Todos temos segredos! Essa é, aliás, a minha frase preferida de A Filha. A minha família tem segredos... e são chocantes. Quando me contaram fiquei espantada por algo tão monumental estar tapado. Quando é preciso, as pessoas sabem guardar um segredo. Os segredos podem ser uma propriedade pessoal, podem ser só nossos. A minha personagem acredita que o seu segredo pode ser guardado toda a sua vida. Acredita que, se mais ninguém souber, a realidade pode ficar diferente. Ela decidiu acreditar numa outra verdade e seguiu o seu rumo para uma vida diferente. Acabou por encontrar algo de que não estava à espera. O mesmo se passa com a personagem do seu marido, que antes pensava que iria transformar-se num advogado de relevância. São duas pessoas que se contentaram com aquilo que acabaram por receber da vida. Ele tem uma mulher que é a sua terra e uma filha que é a sua estrela.

O suficiente para ser feliz...

Sim. Encontrou a felicidade.

Mas continuando a falar de segredos, a Miranda tem os chamados segredos de atriz?

Tenho os meus pequenos segredos, mas fico muitas vezes a pensar quais são os segredos dos outros atores.

Entre vocês não surge aquela coisa de partilharem métodos, técnicas ou segredos de representação?

Às vezes... Mas os atores têm a tendência para guardar para si próprios a semente da inspiração. Quando se articula essa inspiração pode haver o perigo de se perder algo... Muitas vezes, quando faço sequências mais emocionais, prefiro não falar muito sobre o que estou a sentir. Enfim, é coisa que nós fazemos bastante para não racionalizar em demasia as cenas.

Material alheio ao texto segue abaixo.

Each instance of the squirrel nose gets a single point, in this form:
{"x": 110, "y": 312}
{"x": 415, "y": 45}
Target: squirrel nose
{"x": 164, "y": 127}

Muitos atores não querem ensinar em workshops de interpretação. Há coisas que não se partilham?

Sim, vemos certos atores a fazer coisas que são impossíveis de ser explicadas. Coisas que outros atores não conseguem repetir... Por exemplo, nunca ensinei representação. Sinto que sou demasiado antitécnica. Não tenho fórmula. Cada vez que vou fazer um filme fico sempre sem saber o que fazer.

É, portanto, uma atriz que se coloca sempre em risco?

Sim, exato! Sinto-me sempre aflita antes de começar. O que achei importante neste filme é que o tom de representação fosse um pouco low-key, sobretudo no começo. Creio que era bom que o espectador não sentisse que nada do que disséssemos nas primeiras cenas fosse muito importante. Quis que a prioridade fosse a descrição daquela família e a energia entre eles. Achei que era escusado carregar algum aspeto... A intenção era que o espectador fosse atraído por estas vidas familiares e só depois, a partir daí, é que algo começa de facto.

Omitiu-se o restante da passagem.